One challenge we encountered was maintaining context for entities addressed as pronouns across the chunking process. For example, if "Character A" is referred to by name in Chunk 1 but only by pronouns in Chunk 2, the system loses the character's context and cannot assign new information to the correct entity. We resolved this issue by identifying entities in the initial chunks and forward-propagating that metadata into subsequent chunks. This essentially created a "linked list" of context, allowing us to overcome the problem of ambiguity.

Another challenge we faced was poor LLM output quality, where the system failed to accurately recognize entities, attributes, and relationships. We solved this issue through aggressive prompt engineering, providing the model with more context using few-shot prompting and strict output templates.

Lastly, we faced compatibility issues between Actian VectorDB and macOS on the Apple Silicon architecture. We spent a significant amount of time attempting to alter Docker settings and adjusting our command-line configurations.

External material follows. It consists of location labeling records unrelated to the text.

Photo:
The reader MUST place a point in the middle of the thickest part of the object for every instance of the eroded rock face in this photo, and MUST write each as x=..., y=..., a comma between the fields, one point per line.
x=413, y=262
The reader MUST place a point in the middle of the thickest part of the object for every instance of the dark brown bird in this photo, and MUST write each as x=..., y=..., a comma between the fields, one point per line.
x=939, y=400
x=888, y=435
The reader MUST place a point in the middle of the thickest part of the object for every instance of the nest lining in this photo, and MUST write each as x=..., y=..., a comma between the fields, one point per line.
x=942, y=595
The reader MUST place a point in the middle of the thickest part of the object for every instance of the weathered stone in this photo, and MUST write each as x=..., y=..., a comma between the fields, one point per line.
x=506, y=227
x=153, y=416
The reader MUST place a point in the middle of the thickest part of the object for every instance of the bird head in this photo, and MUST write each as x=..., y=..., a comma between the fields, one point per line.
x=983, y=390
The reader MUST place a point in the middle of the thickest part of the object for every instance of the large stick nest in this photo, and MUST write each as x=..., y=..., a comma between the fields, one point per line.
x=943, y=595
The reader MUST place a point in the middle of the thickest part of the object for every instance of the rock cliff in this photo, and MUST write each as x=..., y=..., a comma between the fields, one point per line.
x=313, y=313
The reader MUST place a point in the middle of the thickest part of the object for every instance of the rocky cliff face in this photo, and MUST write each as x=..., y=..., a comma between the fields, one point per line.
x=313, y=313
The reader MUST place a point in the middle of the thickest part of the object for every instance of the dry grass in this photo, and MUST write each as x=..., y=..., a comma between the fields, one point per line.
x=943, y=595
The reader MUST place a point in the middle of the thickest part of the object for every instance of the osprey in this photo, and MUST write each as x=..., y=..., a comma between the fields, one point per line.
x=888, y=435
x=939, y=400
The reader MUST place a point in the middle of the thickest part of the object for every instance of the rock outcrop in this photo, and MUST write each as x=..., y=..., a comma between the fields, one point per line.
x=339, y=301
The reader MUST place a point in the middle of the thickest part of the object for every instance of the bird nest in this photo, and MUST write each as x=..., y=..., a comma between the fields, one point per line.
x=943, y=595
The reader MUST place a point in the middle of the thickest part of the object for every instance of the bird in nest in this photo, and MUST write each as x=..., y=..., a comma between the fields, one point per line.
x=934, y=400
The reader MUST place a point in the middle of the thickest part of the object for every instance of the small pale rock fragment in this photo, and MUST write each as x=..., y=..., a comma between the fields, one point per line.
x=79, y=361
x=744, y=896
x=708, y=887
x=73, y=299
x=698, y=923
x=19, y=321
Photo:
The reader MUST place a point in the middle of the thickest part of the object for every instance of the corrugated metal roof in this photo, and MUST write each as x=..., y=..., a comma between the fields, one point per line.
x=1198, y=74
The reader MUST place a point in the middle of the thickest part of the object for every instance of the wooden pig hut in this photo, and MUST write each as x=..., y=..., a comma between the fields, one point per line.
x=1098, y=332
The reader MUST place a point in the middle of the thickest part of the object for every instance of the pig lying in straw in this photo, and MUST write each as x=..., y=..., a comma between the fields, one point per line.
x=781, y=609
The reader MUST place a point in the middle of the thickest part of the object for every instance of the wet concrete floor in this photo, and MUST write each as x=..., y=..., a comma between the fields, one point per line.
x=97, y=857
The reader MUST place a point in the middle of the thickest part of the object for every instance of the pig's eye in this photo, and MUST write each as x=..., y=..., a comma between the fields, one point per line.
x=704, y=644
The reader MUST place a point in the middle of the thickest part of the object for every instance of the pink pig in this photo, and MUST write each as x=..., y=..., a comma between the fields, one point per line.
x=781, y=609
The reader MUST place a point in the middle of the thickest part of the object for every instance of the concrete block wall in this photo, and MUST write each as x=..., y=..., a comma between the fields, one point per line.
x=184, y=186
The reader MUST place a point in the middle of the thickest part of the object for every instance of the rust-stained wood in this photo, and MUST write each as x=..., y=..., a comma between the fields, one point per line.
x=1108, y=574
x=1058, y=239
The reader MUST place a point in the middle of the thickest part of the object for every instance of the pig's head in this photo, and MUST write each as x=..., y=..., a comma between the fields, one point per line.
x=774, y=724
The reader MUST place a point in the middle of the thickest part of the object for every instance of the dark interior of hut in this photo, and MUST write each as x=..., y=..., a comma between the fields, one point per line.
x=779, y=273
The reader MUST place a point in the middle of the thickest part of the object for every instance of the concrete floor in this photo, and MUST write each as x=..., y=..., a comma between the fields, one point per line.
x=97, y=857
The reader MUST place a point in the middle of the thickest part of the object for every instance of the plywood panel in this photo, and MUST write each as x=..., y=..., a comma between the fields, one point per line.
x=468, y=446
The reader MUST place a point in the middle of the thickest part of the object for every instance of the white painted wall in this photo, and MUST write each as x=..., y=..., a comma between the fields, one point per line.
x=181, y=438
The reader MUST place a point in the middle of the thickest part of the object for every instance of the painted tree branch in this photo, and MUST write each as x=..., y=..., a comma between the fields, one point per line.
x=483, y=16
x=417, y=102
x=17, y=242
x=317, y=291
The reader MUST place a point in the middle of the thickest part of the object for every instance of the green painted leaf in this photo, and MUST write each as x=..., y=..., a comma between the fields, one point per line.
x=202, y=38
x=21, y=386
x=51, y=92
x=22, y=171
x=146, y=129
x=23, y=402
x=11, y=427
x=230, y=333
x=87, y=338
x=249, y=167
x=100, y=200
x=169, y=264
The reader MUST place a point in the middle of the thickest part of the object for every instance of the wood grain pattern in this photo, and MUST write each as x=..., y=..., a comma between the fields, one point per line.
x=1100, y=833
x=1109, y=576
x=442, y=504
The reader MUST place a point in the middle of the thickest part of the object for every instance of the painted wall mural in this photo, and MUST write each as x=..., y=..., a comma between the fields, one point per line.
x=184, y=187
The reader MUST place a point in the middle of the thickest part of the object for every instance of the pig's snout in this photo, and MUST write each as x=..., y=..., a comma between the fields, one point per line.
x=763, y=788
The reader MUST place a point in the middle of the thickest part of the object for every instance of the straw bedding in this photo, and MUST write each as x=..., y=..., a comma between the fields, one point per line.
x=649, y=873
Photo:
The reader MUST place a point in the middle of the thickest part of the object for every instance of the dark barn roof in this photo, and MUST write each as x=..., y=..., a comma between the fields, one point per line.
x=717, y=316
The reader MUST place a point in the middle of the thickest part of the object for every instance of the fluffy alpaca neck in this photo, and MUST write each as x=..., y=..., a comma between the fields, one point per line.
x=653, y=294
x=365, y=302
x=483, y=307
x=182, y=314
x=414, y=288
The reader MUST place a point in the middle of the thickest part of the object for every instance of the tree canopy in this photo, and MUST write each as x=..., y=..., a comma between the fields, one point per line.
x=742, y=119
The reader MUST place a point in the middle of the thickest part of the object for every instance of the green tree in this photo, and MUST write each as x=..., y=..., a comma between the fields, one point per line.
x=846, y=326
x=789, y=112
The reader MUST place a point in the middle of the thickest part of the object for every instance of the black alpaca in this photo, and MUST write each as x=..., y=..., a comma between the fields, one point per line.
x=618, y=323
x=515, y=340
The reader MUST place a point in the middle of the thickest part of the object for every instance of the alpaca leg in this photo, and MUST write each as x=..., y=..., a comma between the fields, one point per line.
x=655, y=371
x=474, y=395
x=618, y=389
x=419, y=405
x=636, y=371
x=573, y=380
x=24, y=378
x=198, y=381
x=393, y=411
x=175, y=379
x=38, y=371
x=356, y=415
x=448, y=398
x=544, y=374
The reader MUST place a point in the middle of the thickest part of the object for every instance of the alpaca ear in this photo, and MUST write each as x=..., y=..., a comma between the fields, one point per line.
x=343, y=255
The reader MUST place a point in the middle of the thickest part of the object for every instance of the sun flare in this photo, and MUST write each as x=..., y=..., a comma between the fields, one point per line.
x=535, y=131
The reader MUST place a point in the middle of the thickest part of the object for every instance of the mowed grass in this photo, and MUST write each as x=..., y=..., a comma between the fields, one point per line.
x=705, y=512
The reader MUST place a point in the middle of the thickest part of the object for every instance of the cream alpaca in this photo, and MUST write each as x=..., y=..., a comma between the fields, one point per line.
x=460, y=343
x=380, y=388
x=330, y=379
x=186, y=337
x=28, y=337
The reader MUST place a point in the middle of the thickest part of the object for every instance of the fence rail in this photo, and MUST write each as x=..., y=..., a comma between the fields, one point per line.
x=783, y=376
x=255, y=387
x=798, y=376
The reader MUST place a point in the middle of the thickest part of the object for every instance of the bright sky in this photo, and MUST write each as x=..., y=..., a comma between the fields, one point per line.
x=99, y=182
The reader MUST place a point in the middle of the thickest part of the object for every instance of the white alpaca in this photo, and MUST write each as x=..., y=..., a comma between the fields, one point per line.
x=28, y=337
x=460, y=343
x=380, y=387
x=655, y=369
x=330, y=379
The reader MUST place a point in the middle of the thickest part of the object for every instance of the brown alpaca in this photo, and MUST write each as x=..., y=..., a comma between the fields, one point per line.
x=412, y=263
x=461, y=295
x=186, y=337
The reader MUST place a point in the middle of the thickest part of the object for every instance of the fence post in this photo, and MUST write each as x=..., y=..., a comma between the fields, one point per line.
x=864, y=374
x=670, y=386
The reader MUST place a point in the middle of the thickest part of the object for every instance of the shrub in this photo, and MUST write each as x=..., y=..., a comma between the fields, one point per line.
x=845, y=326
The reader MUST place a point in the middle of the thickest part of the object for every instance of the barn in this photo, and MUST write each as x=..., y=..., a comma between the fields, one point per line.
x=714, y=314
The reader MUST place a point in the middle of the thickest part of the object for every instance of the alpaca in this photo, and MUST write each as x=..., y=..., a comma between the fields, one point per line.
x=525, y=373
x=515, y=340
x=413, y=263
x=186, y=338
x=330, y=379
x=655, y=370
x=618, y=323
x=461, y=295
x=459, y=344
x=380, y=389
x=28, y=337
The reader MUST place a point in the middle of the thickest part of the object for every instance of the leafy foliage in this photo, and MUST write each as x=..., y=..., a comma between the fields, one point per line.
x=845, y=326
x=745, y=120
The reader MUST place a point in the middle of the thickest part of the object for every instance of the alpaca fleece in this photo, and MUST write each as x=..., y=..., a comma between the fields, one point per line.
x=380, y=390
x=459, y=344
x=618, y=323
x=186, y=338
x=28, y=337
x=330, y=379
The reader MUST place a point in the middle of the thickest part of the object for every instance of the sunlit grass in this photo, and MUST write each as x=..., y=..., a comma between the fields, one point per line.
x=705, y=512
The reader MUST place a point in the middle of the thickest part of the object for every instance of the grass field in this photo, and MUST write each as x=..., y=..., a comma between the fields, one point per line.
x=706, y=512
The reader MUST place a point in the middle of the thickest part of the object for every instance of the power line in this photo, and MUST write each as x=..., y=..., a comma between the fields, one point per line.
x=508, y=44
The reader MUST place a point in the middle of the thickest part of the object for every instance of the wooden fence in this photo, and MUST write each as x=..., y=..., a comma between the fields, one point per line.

However, through trial and error, we discovered that the solution was simply to update macOS to the latest version to ensure full compatibility with the hardware's virtualization layer.

Accomplishments that we're proud of

We are very proud to have developed a fully functional RAG model that uses a manuscript as its core corpus. Then, by utilizing vector embeddings and similarity searches, the system is able to build a robust knowledge graph using SQL and Actian Vector DB in conjunction. This architecture creates a viable and fully functional conflict tracker that is able to maintain deep context across large-scale narratives.

A standout achievement of this project is the AI's ability to "remember" precise characterization and setting details from the earliest chapters without fine-tuning LLM on the context. Usually an AI will not be able to remember early context in a large text file because it is overwhelmed with so much information, but by using a knowledge graph and rules based reasoning we can allow it to flag narrative inconsistencies despite the large amount of context.

What we learned

We learned how to utilize Actian Vector DB and SQL to construct a structured knowledge graph, as well as how to implement vector embeddings and retrieve efficiently to build a functional RAG model.

What's next for The Archivist

In the future we want to expand the system’s capabilities to support other media formats, such as comic books and films. We also would like to identify deeper, latent relationships between subjects, mainly connections that are not explicitly stated but can be inferred through reader subtext. Finally, we think it would be beneficial to implement parallelism and multi-threading within the chunking process to significantly reduce system latency and loading times.